Zio Rick, il George Harrison dei Floyd, senza dubbio artefice del fascinoso suono del gruppo in tanti importanti aspetti ad esempio quelli più atmosferici e meditativi, ci manca ormai da più di tre lustri. Mansueto e pigro, fra una moglie e l’altra un giro in barca e l’altro è riuscito a mettere insieme nella sua non lunga vita solo due album da solista e questo è il secondo di essi, anno 1996.
Per niente ambizioso, quieto, forse lievemente depresso egli ebbe la ventura, negli anni novanta, di innamorarsi e poi sposare una donna alle prese con seri disturbi depressivi e questo disco descrive compiutamente la lotta, i successi, le sconfitte relative alla malattia.
La musica scorre a ritmi talvolta moderatamente techno, più spesso letargici, ambientali, sempre visionari ed eleganti, un marchio di fabbrica per una figura zero virtuosa ma estremamente musicale come lui. La metà dei brani è solo strumentale, domina assai l’elettronica anche se lo stuolo di musicisti in carne ed ossa, specialmente chitarristi, è ben presente. Il pianoforte arriva in forze soltanto all’ottavo brano, a metà disco, e comunque non è certo lo strumento principale del progetto, purtroppo.
Tra una moltitudine di cangianti paesaggi melodico/ritmici, a mo’ di colonna sonora di film drammatico o psicotico, ogni tanto si leva la voce pacata e dimessa di Rick, in verità non molto curata in produzione, approssimativa in alcuni passaggi. I rimandi ai Floyd sono ben presenti beninteso quelli dell’ultimo periodo, senza più Roger Waters. In altre parole, l’influenza del modo di sviluppare i cantati dell’amico David Gilmour è sensibile.

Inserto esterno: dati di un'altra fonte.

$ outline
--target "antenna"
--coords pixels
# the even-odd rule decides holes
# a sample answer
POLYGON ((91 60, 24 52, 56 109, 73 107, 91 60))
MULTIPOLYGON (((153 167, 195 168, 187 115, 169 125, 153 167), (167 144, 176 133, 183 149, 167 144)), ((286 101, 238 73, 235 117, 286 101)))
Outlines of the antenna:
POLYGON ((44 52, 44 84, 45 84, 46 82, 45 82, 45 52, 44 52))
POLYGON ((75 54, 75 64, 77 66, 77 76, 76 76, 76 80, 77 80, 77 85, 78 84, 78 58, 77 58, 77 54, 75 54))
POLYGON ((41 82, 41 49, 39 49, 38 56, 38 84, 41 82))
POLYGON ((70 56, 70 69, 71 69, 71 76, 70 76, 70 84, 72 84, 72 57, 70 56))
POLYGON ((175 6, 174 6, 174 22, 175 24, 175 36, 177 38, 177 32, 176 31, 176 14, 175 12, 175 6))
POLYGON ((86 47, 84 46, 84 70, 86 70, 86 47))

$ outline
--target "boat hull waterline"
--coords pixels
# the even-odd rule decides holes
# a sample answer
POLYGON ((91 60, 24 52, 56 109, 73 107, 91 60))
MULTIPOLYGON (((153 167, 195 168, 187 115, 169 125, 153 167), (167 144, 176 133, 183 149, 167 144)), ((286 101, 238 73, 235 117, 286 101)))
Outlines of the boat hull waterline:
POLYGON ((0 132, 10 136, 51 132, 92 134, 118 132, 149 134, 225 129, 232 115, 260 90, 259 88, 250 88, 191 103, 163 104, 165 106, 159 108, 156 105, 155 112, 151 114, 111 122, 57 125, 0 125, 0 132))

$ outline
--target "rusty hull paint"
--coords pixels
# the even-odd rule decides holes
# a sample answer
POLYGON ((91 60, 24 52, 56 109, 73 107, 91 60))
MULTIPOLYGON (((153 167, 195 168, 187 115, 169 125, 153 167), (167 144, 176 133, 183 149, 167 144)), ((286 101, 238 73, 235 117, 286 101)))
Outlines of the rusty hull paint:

Le canzoni sembrano procedere in quieta disperazione, interessanti ma non esattamente memorabili, finché proprio all’ultimo contributo eccoti il capolavoro. Proprio come succede in quel floydiano “The Division Bell” di solo un un paio d’anni prima, con la conclusiva “High Hopes” che sbaraglia in pregio quanto contenuto nei sessanta minuti precedenti, “Breakthrough” si erge nettamente su tutto ciò che viene prima rendendo plausibile, quasi indispensabile il possesso di quest’opera.
Molto si deve all’interpretazione del testo (del tastierista e compositore Anthony Moore) affidata alla povera Sinèad O’Connor. La cantautrice irlandese, già depressa di suo, pare nata per affrontare queste partiture, queste atmosfere, questi testi. La sua voce impareggiabile, fortemente evocativa, vulnerabile e tormentata procede a dare, attraverso le liriche, un filo di speranza alle vicende di una malattia così sordida e crudele. E sono autentici brividi alla schiena, anche perché Rick è al massimo della sua sapienza sonora, unico nel suo genere, veramente.